354th AEW weapons flight verifies innovative AME solution

  • Published
  • By Staff Sgt. Zade Vadnais
  • 354th Fighter Wing Public Affairs

The 354th Air Expeditionary Wing became the first in the U.S. Pacific Air Forces to utilize an innovative F-35A Lightning II Alternate Mission Equipment Mobility Storage Rack during an agile combat employment training event at Marine Corps Air Station Iwakuni, Japan, earlier this month.

“AME is any equipment like pylons, launchers, or bomb racks that allow us to alter what the F-35A can carry according to mission needs,” said Master Sgt. Amanda Cannon, 354th AEW noncommissioned officer in charge of weapons loading. “If there’s a requirement for bombs, we need to equip the aircraft with bomb racks. If the mission requires missiles, we have to equip the aircraft with launcher adapters. Each MSR holds an entire aircraft worth of AME: four pylons and two launchers. We can configure a jet for any type of mission with just one MSR.”

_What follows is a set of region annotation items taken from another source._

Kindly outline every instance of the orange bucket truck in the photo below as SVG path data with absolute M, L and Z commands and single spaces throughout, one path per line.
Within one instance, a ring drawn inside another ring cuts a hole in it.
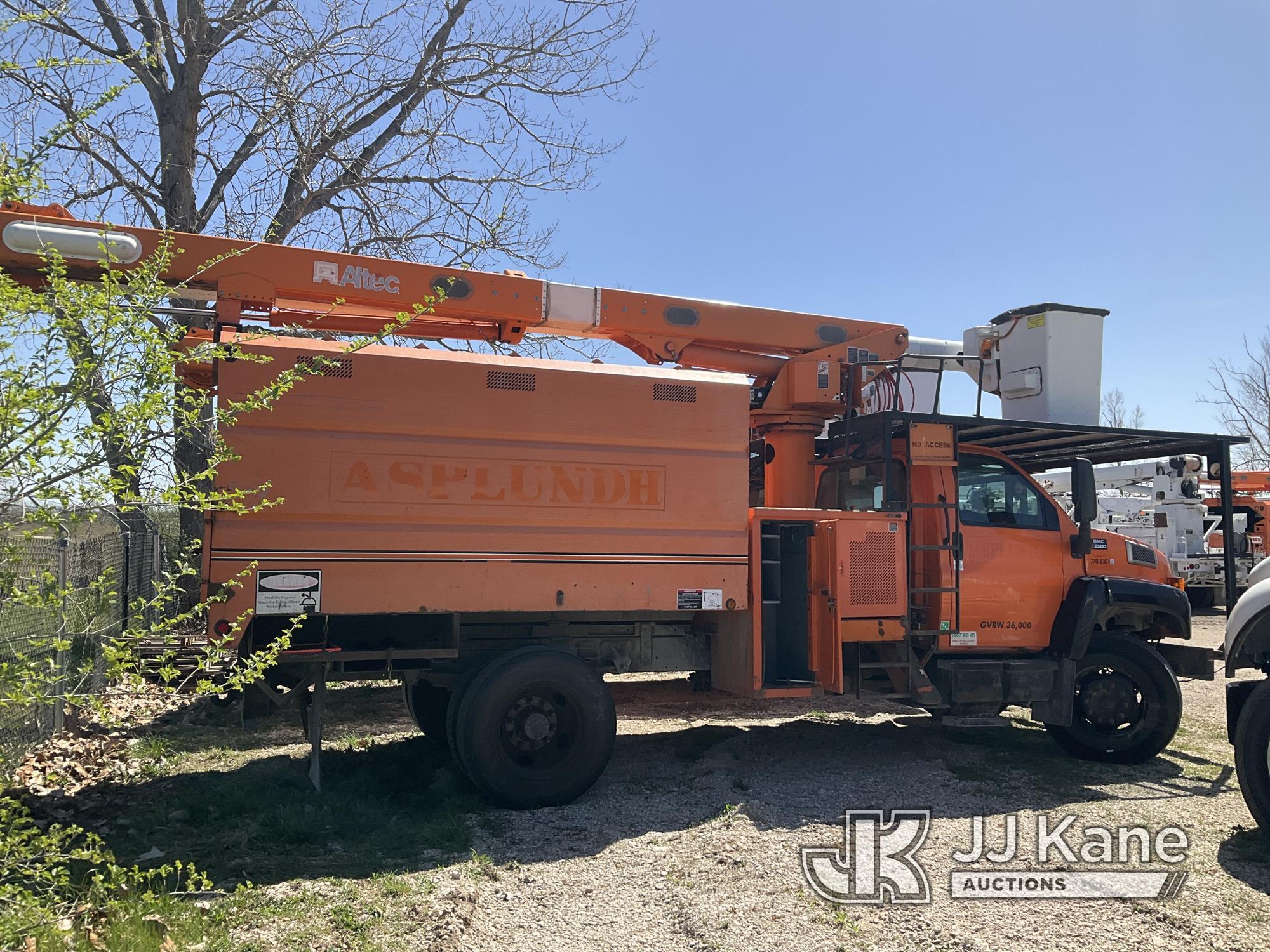
M 0 267 L 34 283 L 50 246 L 93 279 L 105 250 L 126 269 L 164 237 L 17 203 L 0 234 Z M 1232 438 L 1093 425 L 1105 311 L 1041 305 L 930 341 L 897 324 L 174 239 L 166 277 L 210 302 L 215 339 L 273 358 L 203 368 L 220 399 L 328 358 L 225 433 L 240 458 L 222 485 L 269 482 L 284 503 L 213 514 L 203 539 L 208 588 L 250 579 L 211 605 L 211 631 L 249 651 L 305 614 L 253 692 L 306 712 L 316 783 L 331 679 L 400 679 L 472 783 L 528 807 L 603 772 L 610 673 L 692 673 L 749 698 L 881 696 L 949 724 L 1020 704 L 1072 754 L 1119 762 L 1172 739 L 1176 674 L 1212 677 L 1212 652 L 1184 644 L 1189 605 L 1165 556 L 1091 528 L 1091 467 L 1224 462 Z M 260 329 L 377 333 L 415 305 L 398 335 L 599 338 L 650 366 L 348 352 Z M 945 371 L 1029 416 L 939 413 Z M 1033 477 L 1054 467 L 1073 467 L 1071 515 Z

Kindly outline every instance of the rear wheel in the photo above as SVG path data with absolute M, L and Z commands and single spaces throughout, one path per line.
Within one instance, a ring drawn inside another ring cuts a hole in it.
M 517 809 L 582 796 L 613 750 L 617 715 L 603 678 L 575 655 L 525 647 L 495 659 L 458 704 L 458 763 L 489 800 Z
M 1181 717 L 1168 661 L 1133 635 L 1100 632 L 1077 661 L 1072 726 L 1045 727 L 1074 757 L 1138 764 L 1168 746 Z
M 428 740 L 444 746 L 450 692 L 422 679 L 404 687 L 405 707 L 415 725 Z
M 1240 710 L 1234 727 L 1234 770 L 1248 812 L 1270 830 L 1270 680 L 1261 682 Z

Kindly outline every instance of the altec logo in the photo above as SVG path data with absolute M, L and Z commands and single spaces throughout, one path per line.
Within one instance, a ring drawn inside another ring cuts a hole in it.
M 330 498 L 343 503 L 664 509 L 665 467 L 333 453 Z
M 343 274 L 334 261 L 314 261 L 314 284 L 334 284 L 340 288 L 357 288 L 358 291 L 385 291 L 396 294 L 401 291 L 401 281 L 395 274 L 385 274 L 382 278 L 372 270 L 367 270 L 357 264 L 349 264 Z

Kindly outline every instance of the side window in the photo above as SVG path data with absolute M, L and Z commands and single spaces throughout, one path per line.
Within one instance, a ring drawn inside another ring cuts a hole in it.
M 1053 504 L 1008 463 L 963 453 L 958 467 L 958 504 L 966 526 L 1057 529 Z
M 890 466 L 892 499 L 908 499 L 908 479 L 898 459 Z M 827 470 L 815 493 L 819 509 L 881 509 L 881 463 Z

The new, compact MSR supports the mobility and efficiency components of ACE by reducing pack-out time by two hours per aircraft in addition to reducing the AME cargo footprint by 40 percent; what previously occupied more than 20 pallet positions can now be securely transported using only 12. Taking into account how many pallet positions a C-5 Galaxy cargo aircraft can accommodate, the MSR also saves millions of dollars on transit.

“During ACE operations, the MSR would show up to us when we land at a hub or a spoke location netted and lined to protect the assets,” explained Tech. Sgt. Kyle Davey, 354th AEW alternate mission equipment supervisor. “When it showed up, we would take it from storage to ready-to-go in just a few hours. Anything we would need to configure one aircraft for whatever the mission is, whether its air-to-air, air-to-ground, any capability fits on that one MSR.”

Davey said the previous method for packing, storing and transporting AME involved wooden crates, individual shipping units, foam padding and bubble wrap. Due to the tendency of items in ISUs to shift during transit, each piece of equipment would need to undergo a comprehensive inspection upon delivery to assess for damage that may have been incurred en route. The MSR holds each piece of equipment securely within its custom-built steel frame, and a quick visual inspection is all it takes to verify the equipment has arrived in good working condition and is ready for use.

“At home station we keep these packed up unless home station training missions need equipment off of them,” explained Davey. “That way when it is time to go, we do a quick inventory to verify everything is on there and then we’re out the door.”